En moins de cinq ans, les Canadiens ont rattrapé un retard creusé pendant une quinzaine d'années avec les Américains en ce qui concerne le revenu disponible réel (RDR) par personne.

Et au sortir de la présente récession, tout indique que le rattrapage canadien se transformera en avantage net, car le retour à la croissance reposera surtout sur les produits de base et les denrées dont le Canada est grand producteur et exportateur.La toute récente étude menée par Benjamin Tal, économiste chez CIBC, montre que le RDR - soit le revenu après impôt - a grimpé de 1300$US, aux États-Unis depuis 2005, alors qu'il a bondi du double au Canada, exprimé en monnaie locale.

«Si on mesure les deux progressions en dollars canadiens, on constate que le RDR au Canada par rapport à celui des États-Unis est revenu à la proportion du début des années 90.»

À l'époque, le RDR des Canadiens correspondait à un peu plus de 80% de celui des États-Unis. Au début de la décennie, il ne correspondait plus qu'à 56% car le dollar canadien n'a pas arrêté de se déprécier durant toute la période.

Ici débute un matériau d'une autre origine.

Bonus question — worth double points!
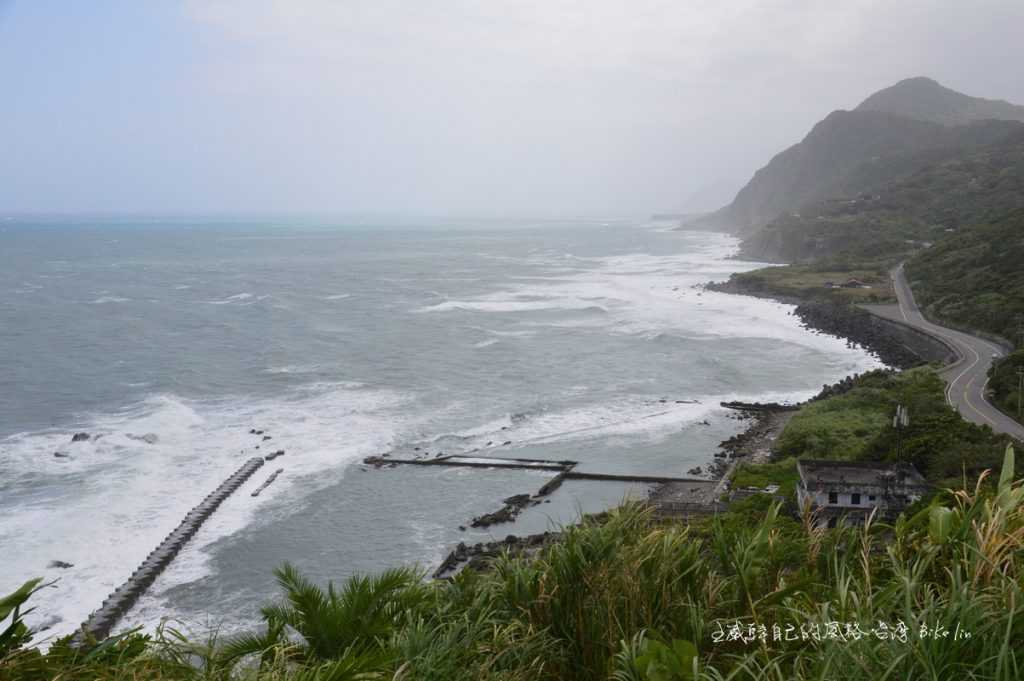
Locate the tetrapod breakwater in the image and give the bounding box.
[74,457,263,643]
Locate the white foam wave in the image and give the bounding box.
[207,293,253,305]
[0,384,415,635]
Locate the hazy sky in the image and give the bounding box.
[0,0,1024,216]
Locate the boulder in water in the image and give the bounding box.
[128,433,160,444]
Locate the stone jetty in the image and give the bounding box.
[74,457,263,644]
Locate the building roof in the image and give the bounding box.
[797,459,928,487]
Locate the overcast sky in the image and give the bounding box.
[0,0,1024,216]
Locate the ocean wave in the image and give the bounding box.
[206,293,254,305]
[0,383,417,635]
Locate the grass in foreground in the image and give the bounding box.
[6,449,1024,681]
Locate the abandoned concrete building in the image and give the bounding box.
[797,460,928,527]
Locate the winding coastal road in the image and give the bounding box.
[865,264,1024,441]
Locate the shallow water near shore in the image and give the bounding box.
[0,220,879,634]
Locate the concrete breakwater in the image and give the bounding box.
[74,457,263,643]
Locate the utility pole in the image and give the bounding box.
[1017,367,1024,421]
[893,405,910,462]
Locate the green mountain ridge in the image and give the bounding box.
[857,77,1024,125]
[741,124,1024,268]
[684,78,1024,235]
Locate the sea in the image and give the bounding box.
[0,216,881,645]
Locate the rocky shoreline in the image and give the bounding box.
[701,280,949,370]
[434,282,933,579]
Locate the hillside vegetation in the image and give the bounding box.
[741,127,1024,268]
[691,78,1024,235]
[6,450,1024,681]
[857,77,1024,125]
[733,367,1009,486]
[906,210,1024,339]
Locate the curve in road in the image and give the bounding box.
[872,264,1024,441]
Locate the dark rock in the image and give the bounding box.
[128,433,160,444]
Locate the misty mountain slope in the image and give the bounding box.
[692,111,1018,233]
[693,78,1024,235]
[906,210,1024,338]
[741,124,1024,269]
[856,78,1024,125]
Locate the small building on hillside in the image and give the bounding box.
[797,459,928,527]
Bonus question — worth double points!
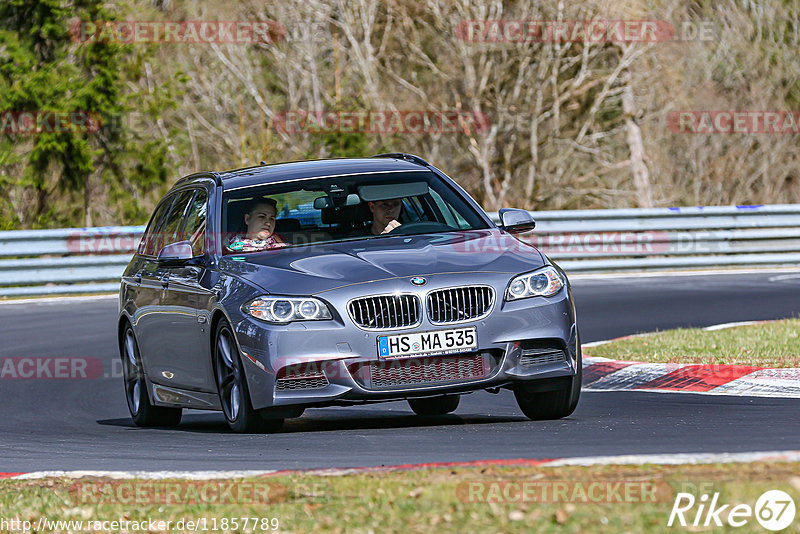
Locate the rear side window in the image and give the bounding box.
[181,189,208,256]
[139,195,175,256]
[161,189,194,249]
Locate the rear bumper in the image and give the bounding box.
[228,278,580,409]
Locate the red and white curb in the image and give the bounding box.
[582,321,800,398]
[0,451,800,480]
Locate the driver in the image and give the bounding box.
[367,198,403,235]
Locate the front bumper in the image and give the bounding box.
[228,273,580,409]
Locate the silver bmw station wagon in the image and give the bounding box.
[118,154,581,432]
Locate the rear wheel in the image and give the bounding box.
[214,319,283,433]
[408,395,461,415]
[122,324,182,427]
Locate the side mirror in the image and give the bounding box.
[157,241,194,265]
[500,208,536,234]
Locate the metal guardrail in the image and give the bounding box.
[0,204,800,297]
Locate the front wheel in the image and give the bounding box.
[122,324,182,427]
[408,395,461,415]
[214,319,283,433]
[514,366,583,421]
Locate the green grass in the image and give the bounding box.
[584,319,800,367]
[0,463,800,533]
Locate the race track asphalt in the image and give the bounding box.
[0,272,800,472]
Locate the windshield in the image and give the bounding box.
[222,171,489,254]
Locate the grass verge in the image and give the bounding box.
[584,319,800,367]
[0,462,800,533]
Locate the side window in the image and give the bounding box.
[181,189,208,256]
[139,195,175,256]
[429,189,470,229]
[156,189,194,254]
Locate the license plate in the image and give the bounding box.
[378,326,478,358]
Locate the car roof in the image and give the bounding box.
[219,157,430,190]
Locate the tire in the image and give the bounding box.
[214,319,283,434]
[514,356,583,421]
[120,323,183,427]
[408,395,461,415]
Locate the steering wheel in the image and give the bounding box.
[386,221,453,235]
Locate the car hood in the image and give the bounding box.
[220,230,544,295]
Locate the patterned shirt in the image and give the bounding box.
[228,235,286,252]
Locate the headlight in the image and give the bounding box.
[242,297,331,324]
[506,265,564,300]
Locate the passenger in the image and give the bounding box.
[228,198,286,252]
[367,198,403,235]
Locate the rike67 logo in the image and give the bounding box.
[667,490,796,531]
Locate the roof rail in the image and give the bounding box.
[372,152,430,167]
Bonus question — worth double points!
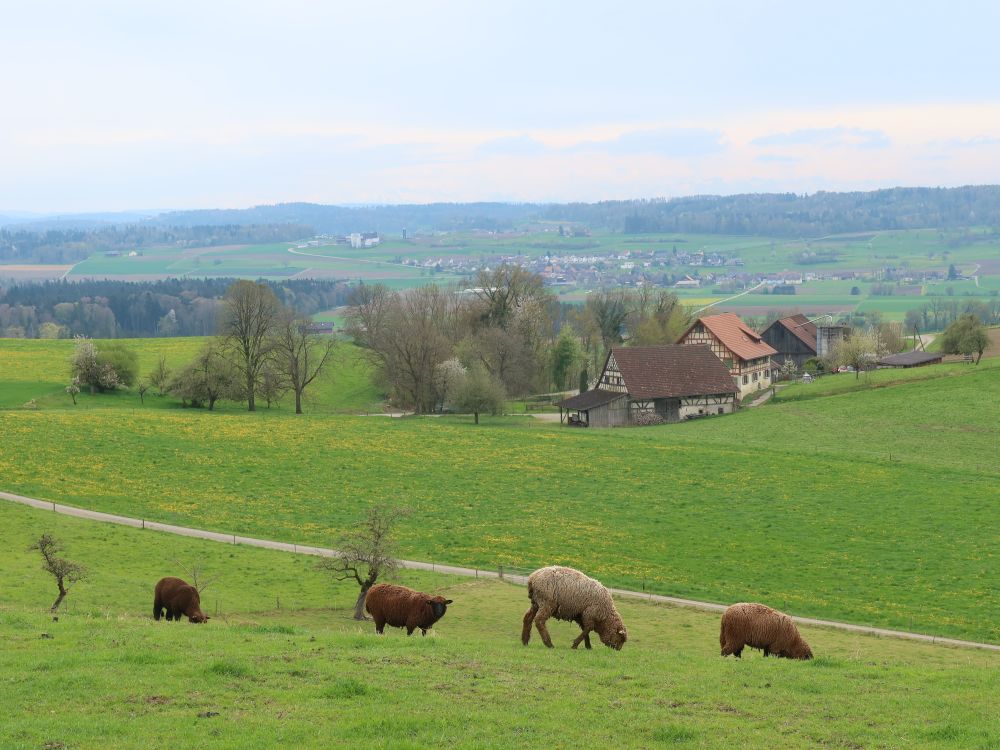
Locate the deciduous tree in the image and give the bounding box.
[221,280,281,411]
[28,534,87,613]
[317,505,409,620]
[941,315,990,365]
[271,310,337,414]
[455,365,506,424]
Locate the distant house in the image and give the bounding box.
[303,320,333,333]
[347,232,382,248]
[677,313,777,398]
[557,344,737,427]
[877,349,942,367]
[760,314,816,369]
[674,274,701,289]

Depuis cinq ans, les Américains doivent surtout l'amélioration de leur RDR à un fardeau fiscal moins lourd, une embellie qui ne saurait perdurer avec les déficits budgétaires actuels de l'administration Obama.

M. Tal fait ressortir que le gain canadien est plutôt attribuable à des augmentations de salaire plus substantielles, à une plus forte création d'emplois et à une meilleure distribution sectorielle des nouveaux emplois. Aux États-Unis, le nombre d'emplois bien rémunérés a diminué de 4%, alors qu'il a grimpé de 4,5% au Canada. Bref, la croissance de l'emploi était moins concentrée dans les macjobs de ce côté-ci de la frontière.

M. Tal reconnaît enfin que la présente récession a fait reculer de 2% le RDR au Canada, mais cela ne saurait faire oublier l'élan des dernières années stimulé par le boom du prix des ressources en voie de terminer sa correction. «Cela suggère que dans l'après-récession, les Canadiens vont continuer de toucher des chèques de paye plus gros que leurs voisins du Sud.»

Cela paraît d'autant plus vrai que l'augmentation de la population mondiale de 70 millions de personnes par année stimulera la production céréalière et l'utilisation massive d'engrais, selon un récent rapport d'Angelo Katsoras, et de Pierre Fournier, associé principal et analyste géopolitique à la Financière Banque Nationale. Or, le Canada est troisième exportateur de céréales mondial derrière les États-Unis et l'Europe des 27. Qui plus est, il dispose de 6% des réserves d'eau potable, alors que sa population ne représente que 0,5% de l'humanité. «Attendons-nous à un transfert de la production agricole dans les pays qui détiennent des surplus d'eau», prédisent les auteurs. Cela est d'autant plus probable que le Canada est aussi un très grand producteur de potasse, l'engrais le plus recherché.

L'analyste Don Coxe de Chicago, rattaché à BMO Marchés des capitaux, croit que la croissance du prochain cycle sera dominée par le Brésil, la Chine et l'Inde, ce qui avantage des producteurs de ressources comme l'Australie et le Canada. «Leurs économies et leurs marchés boursiers sont les gagnants patents de la croissance soutenue de la demande de produits de base tributaire de la forte expansion des trois grandes puissances émergentes», prétend-il dans la dernière livraison de sa circulaire Basic Points.

C'est sans doute vrai, mais la reprise n'est pas encore là, prévient l'équipe d'économistes de Desjardins. Nous traversons plutôt les derniers moments de la récession. «Au Canada, plusieurs signaux pointent vers une reprise, notent-ils dans le dernier numéro du Point de vue économique. Ceux-ci ne garantissent pas quand elle aura lieu: peut-être dans trois mois, peut-être dans neuf mois.»